I’m pleased with how it turned out – and it certainly is more flattering this way. And it’s one less project in the refashion pile.

Wardrobe Confessions

The three books on ethical fashion I’ve read:

creativefidget704

In To Die For, Lucy Siegle goes through her wardrobe in order to calculate how much clothing she has compared to the average woman, and how much clothing of different fibre types.

After a bit of digging one Saturday recently, my back was at that point of needed me to do something that wasn’t strenuous or involved sitting down too much either. So I took inspiration from Lucy and counted everything in my wardrobe.

Afterwards I tallied up the numbers. I have about 556 items of clothing (this includes counting every pair of stockings or underpants – and all those socks) 32 paris of shoes (including gumboots and thongs) and 16 bags (not including the accumulation of totes). I didn’t bother counting the scarf, glove and hat collection since I make those, so I have kept many favourites. 5% of my clothes are vintage or second hand, 15% are handmade, 7% have been refashioned.
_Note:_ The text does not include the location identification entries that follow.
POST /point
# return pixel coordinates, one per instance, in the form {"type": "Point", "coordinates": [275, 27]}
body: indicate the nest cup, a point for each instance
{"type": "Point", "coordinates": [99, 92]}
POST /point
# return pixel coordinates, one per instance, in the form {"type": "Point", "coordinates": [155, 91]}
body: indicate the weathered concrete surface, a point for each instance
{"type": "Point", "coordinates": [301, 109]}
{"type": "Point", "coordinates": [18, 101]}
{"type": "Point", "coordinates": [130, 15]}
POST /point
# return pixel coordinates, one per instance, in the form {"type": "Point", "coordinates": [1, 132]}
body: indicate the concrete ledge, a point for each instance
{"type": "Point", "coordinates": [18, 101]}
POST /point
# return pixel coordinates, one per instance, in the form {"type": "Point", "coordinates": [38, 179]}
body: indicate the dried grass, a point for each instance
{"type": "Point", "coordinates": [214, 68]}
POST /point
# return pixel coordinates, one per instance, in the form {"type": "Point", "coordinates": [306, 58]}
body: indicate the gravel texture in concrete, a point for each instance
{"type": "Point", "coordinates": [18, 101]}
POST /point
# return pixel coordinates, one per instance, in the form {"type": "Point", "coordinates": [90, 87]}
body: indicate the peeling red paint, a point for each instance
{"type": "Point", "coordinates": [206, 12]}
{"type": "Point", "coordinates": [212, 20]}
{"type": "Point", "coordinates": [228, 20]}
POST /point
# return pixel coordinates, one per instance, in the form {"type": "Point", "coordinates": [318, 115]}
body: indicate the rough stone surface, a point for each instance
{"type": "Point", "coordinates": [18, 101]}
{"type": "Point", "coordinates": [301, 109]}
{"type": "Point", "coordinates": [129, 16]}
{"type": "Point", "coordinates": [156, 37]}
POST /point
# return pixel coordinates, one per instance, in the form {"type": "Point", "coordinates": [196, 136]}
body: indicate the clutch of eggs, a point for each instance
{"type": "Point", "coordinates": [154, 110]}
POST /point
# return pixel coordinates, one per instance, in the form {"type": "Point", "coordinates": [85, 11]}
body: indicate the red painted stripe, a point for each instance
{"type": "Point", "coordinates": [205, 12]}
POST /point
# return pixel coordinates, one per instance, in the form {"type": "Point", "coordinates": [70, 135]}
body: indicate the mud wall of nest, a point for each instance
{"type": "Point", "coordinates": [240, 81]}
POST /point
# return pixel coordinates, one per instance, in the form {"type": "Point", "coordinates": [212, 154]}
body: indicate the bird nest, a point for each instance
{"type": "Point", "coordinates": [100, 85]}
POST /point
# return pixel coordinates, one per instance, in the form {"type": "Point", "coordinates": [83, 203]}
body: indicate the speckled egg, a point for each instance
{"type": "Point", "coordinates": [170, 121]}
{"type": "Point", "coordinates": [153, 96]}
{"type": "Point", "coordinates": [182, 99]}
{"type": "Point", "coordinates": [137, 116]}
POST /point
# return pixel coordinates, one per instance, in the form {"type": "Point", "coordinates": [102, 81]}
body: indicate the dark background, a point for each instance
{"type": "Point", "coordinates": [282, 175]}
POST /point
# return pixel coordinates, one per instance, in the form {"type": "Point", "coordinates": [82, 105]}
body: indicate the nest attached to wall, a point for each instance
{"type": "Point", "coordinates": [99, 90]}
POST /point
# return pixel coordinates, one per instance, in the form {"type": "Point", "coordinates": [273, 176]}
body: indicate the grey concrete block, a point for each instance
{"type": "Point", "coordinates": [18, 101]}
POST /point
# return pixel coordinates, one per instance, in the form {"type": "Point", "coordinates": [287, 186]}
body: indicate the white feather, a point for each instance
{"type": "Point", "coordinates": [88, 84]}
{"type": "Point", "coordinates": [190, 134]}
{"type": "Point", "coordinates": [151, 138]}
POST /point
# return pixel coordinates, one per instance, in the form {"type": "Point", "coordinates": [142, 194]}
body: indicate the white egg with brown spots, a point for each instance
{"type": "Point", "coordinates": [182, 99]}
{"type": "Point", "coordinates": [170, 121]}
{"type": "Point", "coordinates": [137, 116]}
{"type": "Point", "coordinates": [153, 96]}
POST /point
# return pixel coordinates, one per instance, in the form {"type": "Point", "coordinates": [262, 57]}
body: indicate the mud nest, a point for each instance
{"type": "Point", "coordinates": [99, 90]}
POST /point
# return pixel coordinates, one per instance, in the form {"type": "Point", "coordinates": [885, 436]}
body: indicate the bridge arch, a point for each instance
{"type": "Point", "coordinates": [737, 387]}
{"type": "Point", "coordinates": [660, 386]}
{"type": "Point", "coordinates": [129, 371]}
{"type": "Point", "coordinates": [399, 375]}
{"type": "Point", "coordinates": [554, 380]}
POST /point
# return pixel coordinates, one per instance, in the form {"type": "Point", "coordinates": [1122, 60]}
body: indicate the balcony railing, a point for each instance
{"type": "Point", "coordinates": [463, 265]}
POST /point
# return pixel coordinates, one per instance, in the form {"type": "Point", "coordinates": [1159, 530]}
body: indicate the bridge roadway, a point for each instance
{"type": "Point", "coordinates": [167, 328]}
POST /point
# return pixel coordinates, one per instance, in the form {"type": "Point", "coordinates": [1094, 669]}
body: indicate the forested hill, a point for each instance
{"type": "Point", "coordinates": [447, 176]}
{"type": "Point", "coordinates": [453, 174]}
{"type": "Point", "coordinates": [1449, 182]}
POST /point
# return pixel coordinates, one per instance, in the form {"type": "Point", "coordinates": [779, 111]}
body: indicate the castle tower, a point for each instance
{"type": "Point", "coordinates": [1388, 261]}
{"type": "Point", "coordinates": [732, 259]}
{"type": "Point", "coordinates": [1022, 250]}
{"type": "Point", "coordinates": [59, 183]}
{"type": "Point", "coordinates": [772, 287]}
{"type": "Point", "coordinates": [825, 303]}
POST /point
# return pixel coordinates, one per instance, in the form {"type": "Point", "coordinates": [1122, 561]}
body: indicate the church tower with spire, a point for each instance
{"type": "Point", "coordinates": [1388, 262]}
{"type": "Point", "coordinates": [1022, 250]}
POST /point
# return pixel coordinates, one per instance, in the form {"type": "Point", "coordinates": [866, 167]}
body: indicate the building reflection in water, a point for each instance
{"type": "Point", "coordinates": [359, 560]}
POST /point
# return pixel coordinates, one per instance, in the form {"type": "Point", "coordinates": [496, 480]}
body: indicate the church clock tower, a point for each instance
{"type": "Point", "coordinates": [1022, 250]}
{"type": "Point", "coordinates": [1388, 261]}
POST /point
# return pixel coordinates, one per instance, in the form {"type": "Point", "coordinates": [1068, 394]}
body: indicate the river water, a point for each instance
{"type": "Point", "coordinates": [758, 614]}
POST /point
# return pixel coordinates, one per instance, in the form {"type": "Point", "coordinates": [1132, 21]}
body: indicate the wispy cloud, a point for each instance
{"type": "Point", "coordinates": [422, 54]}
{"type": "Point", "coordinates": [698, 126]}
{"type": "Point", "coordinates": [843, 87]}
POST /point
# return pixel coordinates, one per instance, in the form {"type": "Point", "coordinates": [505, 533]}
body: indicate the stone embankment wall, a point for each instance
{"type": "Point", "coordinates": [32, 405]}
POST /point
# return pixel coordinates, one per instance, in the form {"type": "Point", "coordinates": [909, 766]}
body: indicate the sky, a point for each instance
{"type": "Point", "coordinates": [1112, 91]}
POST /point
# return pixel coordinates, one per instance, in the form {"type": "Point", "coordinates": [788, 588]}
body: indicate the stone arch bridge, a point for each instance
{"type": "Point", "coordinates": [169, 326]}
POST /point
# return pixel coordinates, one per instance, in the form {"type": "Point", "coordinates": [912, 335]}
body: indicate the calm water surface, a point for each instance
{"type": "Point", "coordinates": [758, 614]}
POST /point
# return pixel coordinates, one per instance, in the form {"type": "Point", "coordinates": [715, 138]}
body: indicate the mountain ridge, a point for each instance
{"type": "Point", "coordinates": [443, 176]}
Lucy told of how most women have garments in their wardrobe that they’d never worn. I’d thought ‘no way is that true for me’. I was convinced I knew every item of clothing intimately. Um… yeah. Ate a few slices of humble pie, first with the shower-proof jacket I got at a Snowgum sale, then the dress I haven’t found an occasion to wear it at yet, but the worse was the pair of pull-on jeans I can’t even remember buying.

I was expecting my big weakness for socks would stand out, but 120 pairs? Really? And only 39 of them are handknitted by me. And I culled them before moving a year and a half ago.

A quick google bring up estimate of the average number of shoes a woman in owns is 27 in the US and 21 in the UK. I have 30. Including slippers, thongs and gumboots. I can blame plantar faciitis for some of that. I bought 7 pairs of new shoes in the last two years, which is more than usual for me, in order to have pairs that cushion my feet properly. However, I culled waaaay more that between moving house and getting rid of pairs I couldn’t fit cushioning insoles into.

Having gone through my shoes, I decided to polish the leather ones. This meant I examined them closely and found two that need repairing – one old and one recently bought pair. Two other pairs looked fine until I turned them over. They were so old that the plastic soles were crumbling. That made me realise something about my wardrobe.

The contents aren’t a result of a shopping addiction, but a slow accumulation over many years and a determination to wear most things until they fall apart. When I cull, I rarely throw things out. They’re refashioned, sent to the op shop if they’re good enough, and at the worst, turned into rags (which may end up in a rag rug). Looking through everything reminded me of what I have (including those forgotten jeans) and of the story behinds some pieces. It was actually really nice to reconnect with everything.